# I love TANKS



## RedHookRusty (Nov 13, 2007)

OK so because I love the leman russ and all other forms of tanks in the imperium I am currently working on getting as many as i can. Hopefully like 10ish Lemans, somee basalisks, and maybe save up for a forgeworld baneblade. I just started this and currently have 1 primed Leman and one unassembled one on the way.

Tomarrow I'll post pics of the primed one but im just too tired tonight.


----------



## Taomax1 (Dec 20, 2007)

ok i look forward to seeing them...


----------



## RedHookRusty (Nov 13, 2007)

YES! finally i got my camera batteries charged and took some pics of my company command tank with a bit of the camo done. 

the camo is going to be based off of this:
http://uk.games-workshop.com/download/popup.htm?/imperialguard/tank-camo/images/tank20.jpg


without further stalling here are the pics




























Criticism is great and i encourage it. Let me know what you think.
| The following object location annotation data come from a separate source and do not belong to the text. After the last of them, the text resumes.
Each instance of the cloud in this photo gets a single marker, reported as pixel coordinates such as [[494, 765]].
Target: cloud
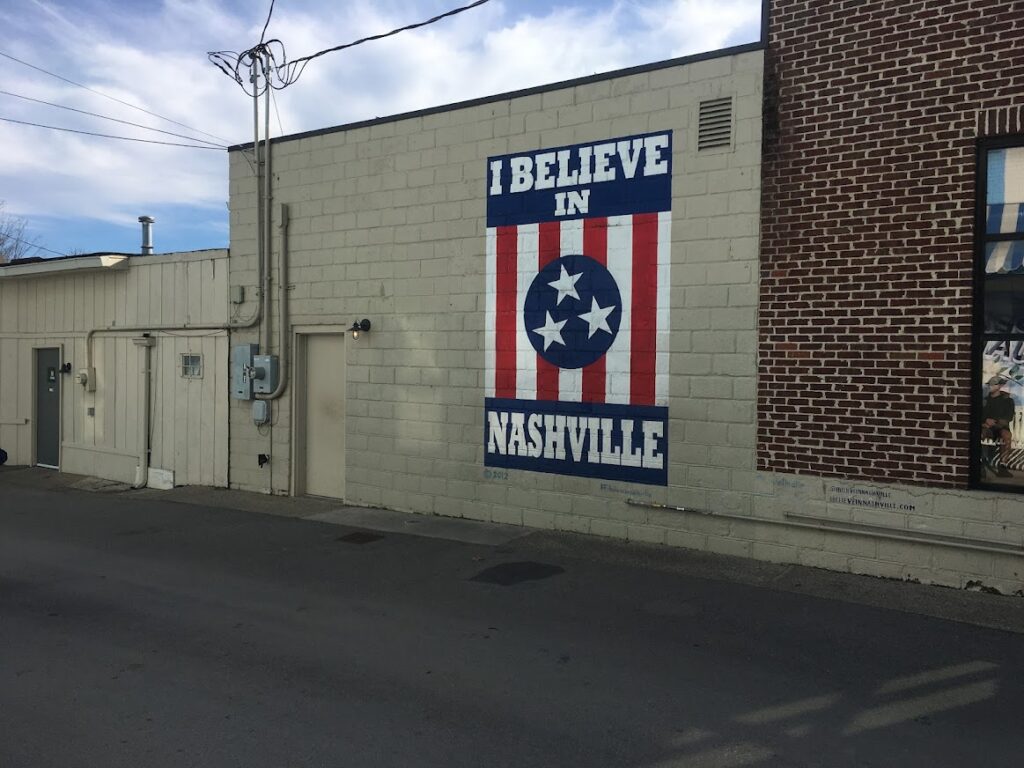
[[154, 56]]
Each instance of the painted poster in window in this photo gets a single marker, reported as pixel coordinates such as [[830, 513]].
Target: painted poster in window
[[578, 257], [1000, 383]]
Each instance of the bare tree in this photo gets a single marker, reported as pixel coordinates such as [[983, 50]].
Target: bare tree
[[13, 243]]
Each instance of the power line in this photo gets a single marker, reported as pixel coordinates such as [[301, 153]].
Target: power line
[[232, 64], [33, 245], [109, 135], [113, 120], [113, 98], [305, 59]]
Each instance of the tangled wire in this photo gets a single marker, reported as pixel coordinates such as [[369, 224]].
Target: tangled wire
[[269, 61]]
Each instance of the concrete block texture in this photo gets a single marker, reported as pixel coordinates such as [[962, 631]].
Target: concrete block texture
[[388, 222]]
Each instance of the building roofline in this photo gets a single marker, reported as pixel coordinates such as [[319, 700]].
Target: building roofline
[[679, 61], [100, 261]]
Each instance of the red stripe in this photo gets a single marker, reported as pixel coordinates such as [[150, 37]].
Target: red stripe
[[643, 337], [595, 245], [549, 248], [506, 311]]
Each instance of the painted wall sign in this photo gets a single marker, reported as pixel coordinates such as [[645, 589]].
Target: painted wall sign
[[578, 251]]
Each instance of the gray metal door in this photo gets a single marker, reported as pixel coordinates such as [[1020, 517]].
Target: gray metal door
[[48, 408]]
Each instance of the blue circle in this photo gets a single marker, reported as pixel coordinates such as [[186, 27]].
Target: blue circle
[[579, 347]]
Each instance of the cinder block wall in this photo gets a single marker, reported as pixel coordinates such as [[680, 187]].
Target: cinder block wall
[[867, 230], [388, 222]]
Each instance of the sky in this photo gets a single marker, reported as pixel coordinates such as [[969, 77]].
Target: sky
[[81, 194]]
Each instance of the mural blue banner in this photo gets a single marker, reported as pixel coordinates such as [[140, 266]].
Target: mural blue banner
[[588, 439], [628, 175]]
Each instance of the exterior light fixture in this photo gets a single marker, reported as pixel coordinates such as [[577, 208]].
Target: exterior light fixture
[[359, 327]]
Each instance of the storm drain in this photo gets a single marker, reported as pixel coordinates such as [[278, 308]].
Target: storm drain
[[508, 573], [358, 537]]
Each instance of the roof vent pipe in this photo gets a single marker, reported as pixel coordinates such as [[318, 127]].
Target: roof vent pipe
[[146, 222]]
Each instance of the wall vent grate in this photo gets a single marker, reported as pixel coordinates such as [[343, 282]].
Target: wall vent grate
[[715, 124]]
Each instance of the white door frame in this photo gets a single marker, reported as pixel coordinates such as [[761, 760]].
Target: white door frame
[[300, 335]]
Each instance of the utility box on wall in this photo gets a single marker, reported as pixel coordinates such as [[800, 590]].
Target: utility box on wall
[[242, 368]]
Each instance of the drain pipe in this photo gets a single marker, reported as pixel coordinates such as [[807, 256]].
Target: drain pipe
[[282, 311], [144, 343]]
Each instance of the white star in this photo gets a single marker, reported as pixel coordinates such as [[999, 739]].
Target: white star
[[552, 332], [565, 285], [597, 317]]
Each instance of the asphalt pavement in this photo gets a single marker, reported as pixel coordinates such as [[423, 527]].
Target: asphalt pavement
[[194, 629]]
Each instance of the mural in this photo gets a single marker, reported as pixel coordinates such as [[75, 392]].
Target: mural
[[578, 251]]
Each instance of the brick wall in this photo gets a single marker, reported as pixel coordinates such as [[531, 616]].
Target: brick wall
[[872, 112]]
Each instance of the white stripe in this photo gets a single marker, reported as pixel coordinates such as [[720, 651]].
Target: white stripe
[[570, 379], [664, 327], [1009, 223], [997, 258], [491, 298], [1013, 175], [525, 355], [616, 379]]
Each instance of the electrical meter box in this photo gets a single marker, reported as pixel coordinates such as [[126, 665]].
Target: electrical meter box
[[242, 369], [265, 379]]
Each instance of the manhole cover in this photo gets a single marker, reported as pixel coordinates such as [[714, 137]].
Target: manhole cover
[[358, 537], [508, 573]]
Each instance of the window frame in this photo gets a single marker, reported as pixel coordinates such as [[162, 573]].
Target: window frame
[[979, 337]]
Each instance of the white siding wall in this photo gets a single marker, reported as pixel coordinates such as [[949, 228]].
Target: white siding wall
[[188, 430]]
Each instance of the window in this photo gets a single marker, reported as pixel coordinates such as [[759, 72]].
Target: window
[[192, 366], [998, 424]]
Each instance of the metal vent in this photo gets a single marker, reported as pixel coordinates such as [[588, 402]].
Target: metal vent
[[715, 125]]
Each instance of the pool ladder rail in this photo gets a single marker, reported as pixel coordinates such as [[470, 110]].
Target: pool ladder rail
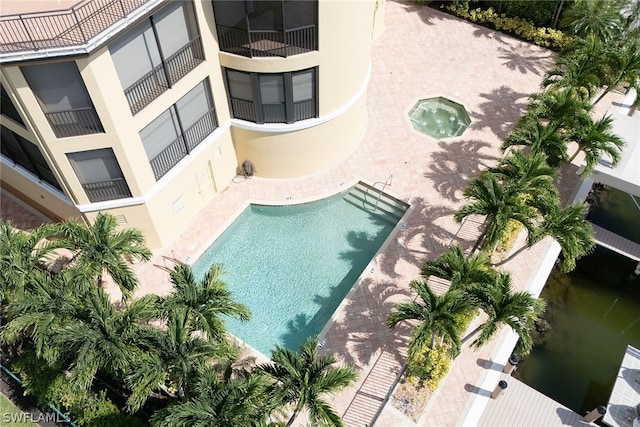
[[384, 186]]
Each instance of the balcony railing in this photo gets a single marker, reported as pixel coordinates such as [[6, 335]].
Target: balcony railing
[[8, 109], [273, 113], [268, 43], [62, 28], [244, 110], [116, 188], [157, 81], [303, 110], [183, 145], [80, 121]]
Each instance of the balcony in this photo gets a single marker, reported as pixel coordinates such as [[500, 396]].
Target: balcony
[[183, 145], [69, 28], [268, 43], [80, 121], [165, 75], [107, 190]]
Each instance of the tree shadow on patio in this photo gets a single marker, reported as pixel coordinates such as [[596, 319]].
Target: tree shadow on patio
[[501, 110], [456, 164], [360, 330], [526, 58], [489, 33], [427, 14]]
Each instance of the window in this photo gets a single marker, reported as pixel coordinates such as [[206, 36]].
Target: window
[[63, 98], [267, 28], [177, 131], [27, 155], [7, 108], [157, 53], [273, 98], [99, 174]]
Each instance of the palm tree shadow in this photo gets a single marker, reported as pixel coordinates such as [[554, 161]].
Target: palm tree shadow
[[526, 59], [498, 36], [449, 174], [501, 110], [421, 237], [429, 15], [360, 332]]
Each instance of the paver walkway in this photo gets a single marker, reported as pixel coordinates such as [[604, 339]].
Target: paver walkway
[[422, 53]]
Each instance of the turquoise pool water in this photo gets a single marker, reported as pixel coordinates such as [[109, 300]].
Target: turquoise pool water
[[293, 265]]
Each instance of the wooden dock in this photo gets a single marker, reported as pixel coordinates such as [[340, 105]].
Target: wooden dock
[[616, 243]]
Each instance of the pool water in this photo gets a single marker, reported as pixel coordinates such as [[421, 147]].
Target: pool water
[[594, 313], [293, 265]]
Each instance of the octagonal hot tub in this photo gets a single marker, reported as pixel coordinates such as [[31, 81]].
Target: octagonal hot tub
[[439, 117]]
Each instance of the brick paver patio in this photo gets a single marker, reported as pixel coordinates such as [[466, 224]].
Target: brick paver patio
[[422, 53]]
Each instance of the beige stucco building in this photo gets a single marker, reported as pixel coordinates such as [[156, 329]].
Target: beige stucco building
[[147, 109]]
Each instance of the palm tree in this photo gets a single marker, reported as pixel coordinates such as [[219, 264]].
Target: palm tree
[[602, 18], [571, 230], [100, 338], [20, 254], [530, 173], [461, 270], [47, 304], [220, 402], [577, 72], [101, 248], [177, 353], [499, 203], [562, 106], [623, 66], [440, 317], [596, 139], [205, 300], [548, 139], [302, 378], [631, 14], [518, 310]]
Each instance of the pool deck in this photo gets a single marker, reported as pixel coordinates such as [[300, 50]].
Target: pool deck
[[422, 53]]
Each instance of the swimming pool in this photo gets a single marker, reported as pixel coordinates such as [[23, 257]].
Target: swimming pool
[[293, 265]]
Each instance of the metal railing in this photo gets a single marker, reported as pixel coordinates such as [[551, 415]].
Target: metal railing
[[274, 113], [169, 157], [164, 161], [62, 28], [79, 121], [200, 130], [303, 110], [244, 110], [268, 43], [8, 109], [162, 77], [116, 188]]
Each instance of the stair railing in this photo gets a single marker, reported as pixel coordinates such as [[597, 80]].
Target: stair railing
[[385, 184]]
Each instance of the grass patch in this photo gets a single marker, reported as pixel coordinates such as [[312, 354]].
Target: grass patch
[[11, 415]]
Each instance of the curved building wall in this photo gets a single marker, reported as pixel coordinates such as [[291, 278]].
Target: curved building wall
[[311, 146]]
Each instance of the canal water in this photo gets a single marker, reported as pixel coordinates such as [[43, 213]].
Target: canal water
[[593, 313]]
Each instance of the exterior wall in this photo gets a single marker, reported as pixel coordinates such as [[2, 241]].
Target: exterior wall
[[277, 151], [311, 146], [43, 197]]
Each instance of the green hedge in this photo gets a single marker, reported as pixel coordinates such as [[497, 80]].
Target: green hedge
[[50, 386], [542, 36]]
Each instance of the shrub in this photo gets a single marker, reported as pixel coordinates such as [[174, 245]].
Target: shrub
[[50, 386], [510, 235], [430, 364], [542, 36]]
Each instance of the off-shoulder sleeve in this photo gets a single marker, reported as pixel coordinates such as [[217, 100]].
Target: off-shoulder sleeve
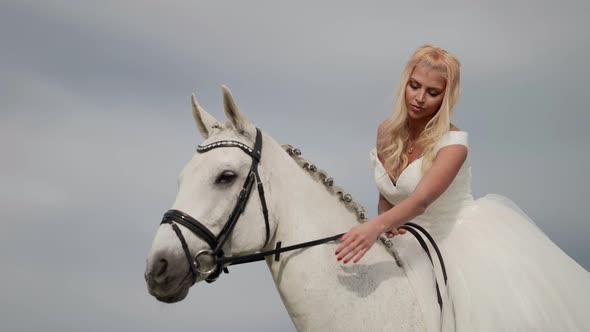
[[373, 158], [452, 138]]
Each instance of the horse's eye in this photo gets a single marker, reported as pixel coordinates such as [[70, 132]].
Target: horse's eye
[[226, 177]]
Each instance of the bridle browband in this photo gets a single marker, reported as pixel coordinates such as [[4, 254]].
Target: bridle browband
[[174, 217]]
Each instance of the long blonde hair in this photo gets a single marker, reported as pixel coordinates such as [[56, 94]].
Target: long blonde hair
[[396, 132]]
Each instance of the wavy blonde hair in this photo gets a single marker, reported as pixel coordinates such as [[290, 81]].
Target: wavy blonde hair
[[396, 133]]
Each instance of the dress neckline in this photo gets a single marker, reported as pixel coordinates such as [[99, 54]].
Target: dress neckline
[[394, 184]]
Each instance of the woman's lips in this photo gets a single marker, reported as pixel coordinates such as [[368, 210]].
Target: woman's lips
[[415, 108]]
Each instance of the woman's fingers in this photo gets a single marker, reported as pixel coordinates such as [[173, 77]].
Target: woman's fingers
[[360, 255], [345, 248]]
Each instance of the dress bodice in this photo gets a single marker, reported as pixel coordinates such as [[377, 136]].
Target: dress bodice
[[440, 216]]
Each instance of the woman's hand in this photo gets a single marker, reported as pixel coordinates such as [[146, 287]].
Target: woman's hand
[[358, 240]]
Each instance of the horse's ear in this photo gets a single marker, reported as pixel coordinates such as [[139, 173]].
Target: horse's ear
[[233, 114], [205, 121]]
Almost ever part of this tank has been converted in some way. The turret, the hull, the sponsons, everything.


----------



## Pickle (Jan 20, 2008)

Looking good so far. Good base colour for the camo


----------



## Jacobite (Jan 26, 2007)

Love the color scheme :wink: it looks very familer. In fact I think its the same as mine except different colors. Great choice. Love the conversions as well. Nice way of incorporating a Storm Bolter.


----------



## FarseerNo3 (Mar 7, 2008)

isn't the IG armored company being disbanded, great color i love lively camo


----------



## Taomax1 (Dec 20, 2007)

I said i was looking forward to it and now my eyes are glued to the screen very good colour scheme and nice converting!:biggrin:


----------



## RedHookRusty (Nov 13, 2007)

No ones probably notice because of my S***y camera but the hole that is in the front to see out of is gone and been replaced by a dreadnought face thing.


----------



## wertypop (Feb 25, 2007)

looking good!

ps I LOVE TANKS TOO!


----------



## Engelus (Jul 26, 2007)

heh, you got me thinking tanks, so when you said "camera Batteries" I read it as "Chimera Batteries"


----------



## RedHookRusty (Nov 13, 2007)

Allright guys I got my Leman Russ that my dad bought from e-bay today in the mail and I've learned that its actually a Leman Russ: Exterminator. My question is whether the lascannons are something i should field or just stick with the regular cannon.


----------



## The Son of Horus (Dec 30, 2006)

They're actually twin-linked autocannons, not lascannons. Exterminators are mean-- I'd bring it along under the control of a tank ace or make it a command vehicle for the BS4. It can pump out an impressive number of shots if you give it hull heavy bolter, heavy bolter sponsons, and a stubber.


----------



## RedHookRusty (Nov 13, 2007)

OMG i typed lascannons......... anyway thanks for the advice.


----------



## abaddonthedespoir (Jan 28, 2008)

Qusetion. Why do you want a forgeworld baneblade? Completely nothing wrong with it, just asking. I mean, the differences are the demolisher cannon, and Forgeworld's baneblade is fewer pieces to put together, but the Games Workshop Baneblade is only $100.


----------



## Attila (Apr 11, 2008)

HAHAHA that same thing happened to me >.< lol


----------